Well, when he no longer replies to emails (which he did earlier), what is the chance he would come to a public meeting?

Forget about us, even very senior technology gurus, who knew Nandan Nilekani who have served on top technology committees with him get vague replies, that too occasionally.
CA PRADEEP AGARWAL
Replied to Sucheta Dalal comment 1 decade ago
I HAVE HEARD THAT THERE IS UNOFFICIAL HO at Infosys Bangalore. Is it right.
Avinash Murkute
Replied to Sucheta Dalal comment 1 decade ago
Even the emails sent at official UIDAI are not replied. This is the peculiar characteristics of so called transparency. By now we should understand that the word Transparency was USP for selling some one's business in seminars and next day Fragile Publicity.
MSH
Replied to Sucheta Dalal comment 1 decade ago
Absolutely right, Forget technology heads or gurus,when the PSC itself has said that the project has to go back to drawing boards, it is an indication that there is something critically wrong with the project.. Unfortunately like all the unfolding other things with this government, UIDAI also does not seem to respect the parliament and seem to draw its power from some other sources :)
Udit C
1 decade ago
I don't know if we the people are unique in our ignorance or if the administration that allows functioning of a non-valiodated body is unique in allowing such sensitive data to be collected and managed by private/autonomous NIUs.

But certainly the Authority is as unique in its own identity as are so many of us in allowing all this tamasha at our cost!
pravsemilo
1 decade ago
The so called "open architecture" is a mockery.
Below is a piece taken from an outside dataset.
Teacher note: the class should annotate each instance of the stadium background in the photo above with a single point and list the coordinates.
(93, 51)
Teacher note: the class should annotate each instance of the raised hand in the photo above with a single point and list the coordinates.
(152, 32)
It is infact a walled garden (http://en.wikipedia.org/wiki/Walled_gard..., just like the iOS.

Just like we have apps for iOS our tech czar is trying to emulate the same.

The similarity to iOS should have been evident from the hackathon conducted by the Planning Commission recently.
pravsemilo
Replied to pravsemilo comment 1 decade ago
The link seems to be broken due to the "...".

Here is the complete link.

http://en.wikipedia.org/wiki/Walled_gard...
jtd
1 decade ago
Hope the fanbois of the UIDAI are able to digest how the whole country is being taken for a jolly ride.
Mathew Thomas
1 decade ago
Congratulations to Usha for bringing out ant important aspect of the whole obnoxious UID scheme. Sorry, the word should be 'scam' not 'scheme'.